The changes, prompted by a February nightclub fire that claimed 100 lives, include mandating sprinklers in more nightclubs and other businesses, banning pyrotechnics in all but the largest venues and increasing the authority of fire inspectors.

``I think we're going to set the stage for what happens nationwide, to make sure this never happens again,'' Carcieri said at a Statehouse ceremony attended by fire-safety officials, lawmakers and family members of those killed in the blaze.

Officials insist the changes will make the state the safest in the country, though lawmakers who drafted the legislation acknowledge there isn't enough manpower now to enforce the new codes. And some business owners worry they could be forced to temporarily shut down to meet deadlines they will face to install sprinklers and make other changes.

 Sprinkler requirements would be phased in over three years. Most other changes become effective Feb. 20, 2004, the one-year anniversary of The Station nightclub fire, which also injured nearly 200 people.

The mandate on sprinklers goes beyond what the National Fire Protection Association recommends. The Quincy, Mass.-based association of fire experts currently recommends sprinklers for some public venues accommodating more than 300. The national group is considering recommending fire sprinklers in all nightclubs.
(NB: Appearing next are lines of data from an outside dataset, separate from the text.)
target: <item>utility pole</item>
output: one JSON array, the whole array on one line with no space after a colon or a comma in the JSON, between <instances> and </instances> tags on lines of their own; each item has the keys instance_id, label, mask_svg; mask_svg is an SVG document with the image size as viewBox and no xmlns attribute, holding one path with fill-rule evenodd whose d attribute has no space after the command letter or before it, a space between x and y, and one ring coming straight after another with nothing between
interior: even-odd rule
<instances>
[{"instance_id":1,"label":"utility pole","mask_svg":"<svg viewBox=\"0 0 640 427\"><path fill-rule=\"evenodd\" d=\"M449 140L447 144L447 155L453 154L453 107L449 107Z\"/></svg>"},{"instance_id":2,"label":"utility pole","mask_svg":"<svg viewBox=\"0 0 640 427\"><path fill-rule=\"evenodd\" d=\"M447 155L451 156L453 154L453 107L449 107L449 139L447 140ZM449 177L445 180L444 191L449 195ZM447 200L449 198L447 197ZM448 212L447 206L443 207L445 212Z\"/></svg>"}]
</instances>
Raymond and Diane Mattera, of Providence, brought their 10-year-old grandson Nathan to the outdoor ceremony. They wanted him to hear the governor and others pay tribute to the fire victims, including his mother, Tammy Mattera-Housa.

 ``He draws pictures of the fire, he's struggling with it,'' Diane Mattera said. ``We hope this will show him that maybe people do care.''

The Rev. John Holt, executive minister of the Rhode Island State Council of Churches, held up pictures of some of the fire victims. He spoke of the struggles of many survivors to pay bills and deal with emotional and physical pain.

``This is one more steppingstone in the long healing process for those affected,'' he said.

 Missy Minor, a 28-year-old fire survivor from West Warwick, stood in the shade under a tree, to avoid sunlight on her burned arms. She still takes pain medication and hasn't been able to return to work as a hairdresser, but wasn't complaining.

``A hundred people can't be here today, but I'm lucky enough to be able to'' come, she said.